Kemudian pikiran sempit Khawarij diwarisi oleh sebagian umat
Muslim, tidak terkecuali umat Muslim Indonesia. Pemahaman Islam sebagai
ideologi dan agenda politik bukan sebagai agama yang universal yang menjunjung
kemanusiaan, kedamaian dan keadilan membuat pemikiran mereka terbatas karena
memang pada dasarnya tafsir ideologis dan politis sangat sempit sehingga tafsir
agama yang berlainan dengan tafsir versi mereka dengan mudah dituduh kafir.

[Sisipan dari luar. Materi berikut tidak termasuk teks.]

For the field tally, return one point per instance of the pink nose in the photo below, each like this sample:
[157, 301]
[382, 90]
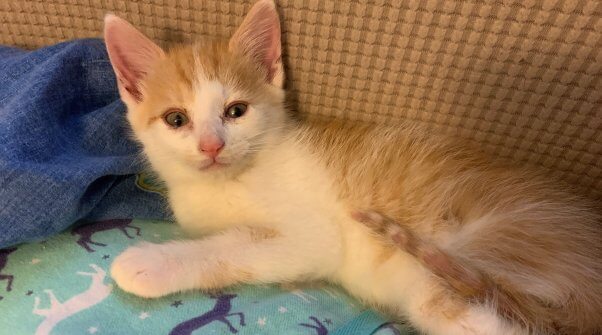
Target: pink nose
[211, 146]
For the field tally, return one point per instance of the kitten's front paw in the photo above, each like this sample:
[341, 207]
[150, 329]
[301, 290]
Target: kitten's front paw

Saat melihat realitas masyarakat Indonesia yang berbeda-beda,
pikiran sempit demikian sulit menerima. Semua yang berbeda dengan pemahaman dan
tafsir mereka dianggap sesat bahkan tradisi yang telah menjadi bagian integral
masyarakat Indonesia dianggap bid’ah.
Sebenarnya fenomena ini disebabkan kekurangpahaman membedakan
mana syariat dan mana kultur Arab. Tidak tanggung-tanggung, dasar negara
Indonesia Pancasila mereka vonis sebagai thagut dan berhala. Padahal pancasila
dirumuskan juga disetujui oleh para tokoh ulama Nusantara yang tidak diragukan
pemahamannya tentang Islam. Sebagai Muslim layaknya mereka memiliki rasa
tawadlu’ rendah hati, menghormati kesepakatan ulama terdahulu dan menaatinya.
Pada akhirnya, si pemilik warisan pikiran seperti ini ibarat
reinkarnasi Khawarij yang beringas, intoleran dan ingin “membasmi” segala
bentuk pemahaman selain dia. Segala cara ditempuh untuk memuaskan hawa nafsu
pribadi termasuk melakukan tindakan diluar nalar. Jalan pintas berupa kekerasan
dan pemaksaan sudah biasa dilakukan. Melahirkan wajah Islam agresif dan
pemikiran tidak terbuka. Mengubah wajah Islam Indonesia yang terkenal di dunia
internasional sebagai Islam with a smiling face. Berujung pada jurang tindakan
terorisme.
Kurangnya perhatian dan kesadaran masyarakat adalah bukti
kelihaian pergerakan harakah kelompok radikal. Al-Qur’an dan hadits secara
fasih terlontar dari lisan mereka tapi tidak dibarengi spritualitas, semangat
menebar kedamaian dan ketenteraman sebagaimana agama Islam dipahami oleh ulama Nusantara
para wali yang tidak mementingkan ambisi pribadi maupun kepentingan kelompok
demi kekuasaan.
Kita seharusnya berani jujur bahwa para teroris adalah saudara
Muslim yang perlu diluruskan. Mereka adalah bagian dari Islam tetapi memiliki
pemikiran yang ekstrem. Jangan cuci tangan dengan menuduh mereka tidak
beragama. Para teroris adalah tanggung jawab kita bersama sekaligus musuh yang
harus dilawan, memberi pemahaman yang mencerahkan kepada keluarga, kerabat,
serta teman terdekat merupakan bagian terpenting dan perlawanan terbaik untuk
mencegah pemikiran ekstrem tetap eksis dan tumbuh subur di tanah air kita
tercinta.
Penulis
adalah alumnus Pondok Pesantren Baitul Hikmah Haurkuning, Tasikmalaya,
mahasiswa Ilmu Al-Qur’an dan Tafsir semester 2 UIN Syarif Hidayatullah Jakarta.